Daily Investment Interpretations

April 28, 2009

2009-4-28:   The indices dropped a trifle more today. The NASDAQ Composite fell 5.60 points (-0.33%), to end the day at 1,674. The Dow subtracted 8.05 points (-0.1%) to close at 8,017, and the S&P 500 dropped 2.35 points (-0.27%)  to 858. Oil fell slightly to $49.25, while gold gave up $14.60 to finish at $893.60. The VIX slipped 0.37 to 37.95.
    It's too early to know whether this epidemic of swine flu that appears poised to become the first pandemic of the new century will be a kitten or a tiger. In the meantime, suspected cases are being wisely reported. At least six (
1:00 a. m. Update: at least seven) U. S. patients have now been hospitalized. Mexico's death toll has risen to 159, although only 7 of these have been laboratory-confirmed per the World Health Organization. (1:00 A. m. update: The Mexican death toll appears to be stabilizing.) One or two deaths in California are suspected to be a consequence of swine flu. (1:00 a. m. update: One death is now suspected to be attributable to swine flu; the other has been ruled out.) Of course, ordinary flu kills around 36,000 patients in the U. S. alone each year. But the death rate in Mexico is running around 10% of those hospitalized, and many of these deaths are arising from the patients' own immune responses (as was the case with  the 1918-1919 Spanish influenza): This flu's danger is in its potential

4-28 (Afternoon):   The newsworthiness of the swine flu epidemic appears to have declined, but the number of swine flu cases in the U. S. has jumped now to 68, including "a number of hospitalizations": U. S. swine flu cases climb to 68. (The number hasn't been given.) These hospitalizations probably involve pneumonia, and sound similar to the Mexican cases. It also appears that U. S. patients are infecting others around them. The World Health Organization is awaiting confirmation of this person-to-person transmission. If confirmed within the United States or Canada, the alert state would probably escalate to phase 5, virtually insuring an imminent declaration of a global pandemic (phase 6).
    One other point about this flu outbreak: it's occurring after the usual flu season.
    Roche pharmaceuticals, the manufacturer of Tamiflu (Oseltamivir phosphate), has stated that it can produce up to 400 million doses a year, and is prepared to license other drug manufacturers to also produce Tamiflu if that should ever prove necessary.
    The World Health Organization said today that this flu outbreak could be mild, but also cautions that the 1918 flu pandemic also started out mild. An official of the World Health Organization says a pandemic is not inevitable, and is likely to be mild if it does occur:
100-plus swine flu cases confirmed outside Mexico.
'What we have seen clearly as a result of these epidemiological investigations is there have been probably three smaller waves of human-to-human transmission and now there is an amplification among suspected cases,' he said of Mexico."
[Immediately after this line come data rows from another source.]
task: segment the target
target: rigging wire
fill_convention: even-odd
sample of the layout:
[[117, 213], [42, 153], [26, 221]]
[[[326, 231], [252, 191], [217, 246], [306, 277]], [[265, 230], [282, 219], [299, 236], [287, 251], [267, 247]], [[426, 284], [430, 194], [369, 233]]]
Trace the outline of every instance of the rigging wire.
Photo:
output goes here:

    In order to effect a pullback in the stock market, it seems to me that the professional money managers who have bought stocks during March and April in anticipation of an economic recovery would have to confront economic news dire enough to change some of their minds, and inspire them to part with some of the stocks they just bought. 
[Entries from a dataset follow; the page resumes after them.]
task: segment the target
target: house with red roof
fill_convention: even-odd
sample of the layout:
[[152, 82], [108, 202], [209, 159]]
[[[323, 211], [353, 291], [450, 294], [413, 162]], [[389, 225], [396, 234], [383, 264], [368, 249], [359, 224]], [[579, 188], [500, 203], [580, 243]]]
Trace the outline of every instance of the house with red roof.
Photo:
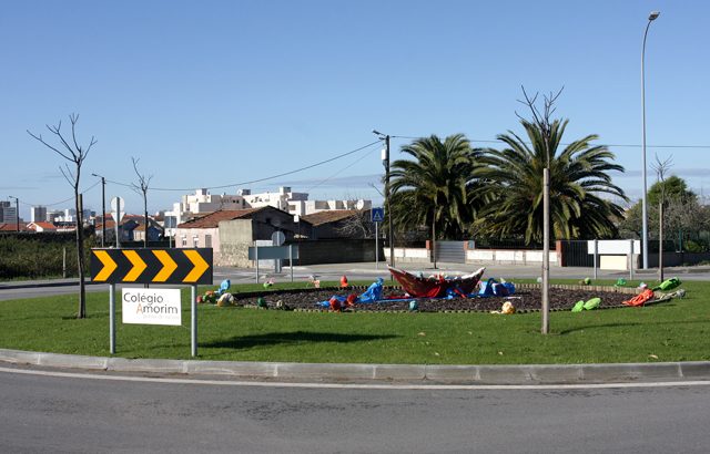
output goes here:
[[219, 210], [178, 225], [175, 247], [212, 248], [214, 265], [251, 267], [248, 248], [256, 240], [271, 240], [275, 231], [288, 241], [300, 231], [310, 234], [311, 224], [272, 206]]
[[27, 228], [32, 231], [57, 231], [57, 226], [47, 221], [30, 223]]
4-28 (Noon):   Sigh of relief! I know it's too early to declare victory over a deadly swine flu pandemic, but at least so far, the cases of swine flu that are cropping up around the globe outside of Mexico are mostly mild. (Of course, it would probably take a few days for a flu-induced pneumonia to kill its victims so we may not be out of the woods yet, but as of Sunday night, only one U.S. patient had been hospitalized: Newsweek: Should We Panic?.) More than 150 deaths in Mexico have been attributed to this new influenza virus, and more than 50 U. S. patients are suspected to have the disease. It now appears likely that there will be a global swine flu epidemic. What remains to be seen is how lethal it will be, but the situation looks a lot less worrisome than it did this weekend when the death toll in . Mexico rose from 68 on Saturday morning to 149 by Sunday night. Now, a day-and-a-half later, the death toll has only risen by 3 to 152. 
    From MSNBC:
Amid the alarm, there was a spot of good news. The number of new cases reported by Mexico's largest government hospitals has been declining the past three days... from 141 on Saturday to 119 on Sunday and 110 on Monday." the number of cases.
    Turning back to investing, U. S. consumer confidence soared in April, and Pace of decline in home prices slows, Case-Shiller data show. A technical  advisory service to which I subscribe is recommending a holding strategy until the markets break out of their trading range. The markets are ripe for a correction, but with everyone eagerly anticipating a correction so they can "buy on the dip", the expected correction is proving to be elusive. In the meantime, the NASDAQ Composite (below) is approaching its 200-day moving average. The Dow and the S&P 500 have plateaued, and have settled into trading ranges.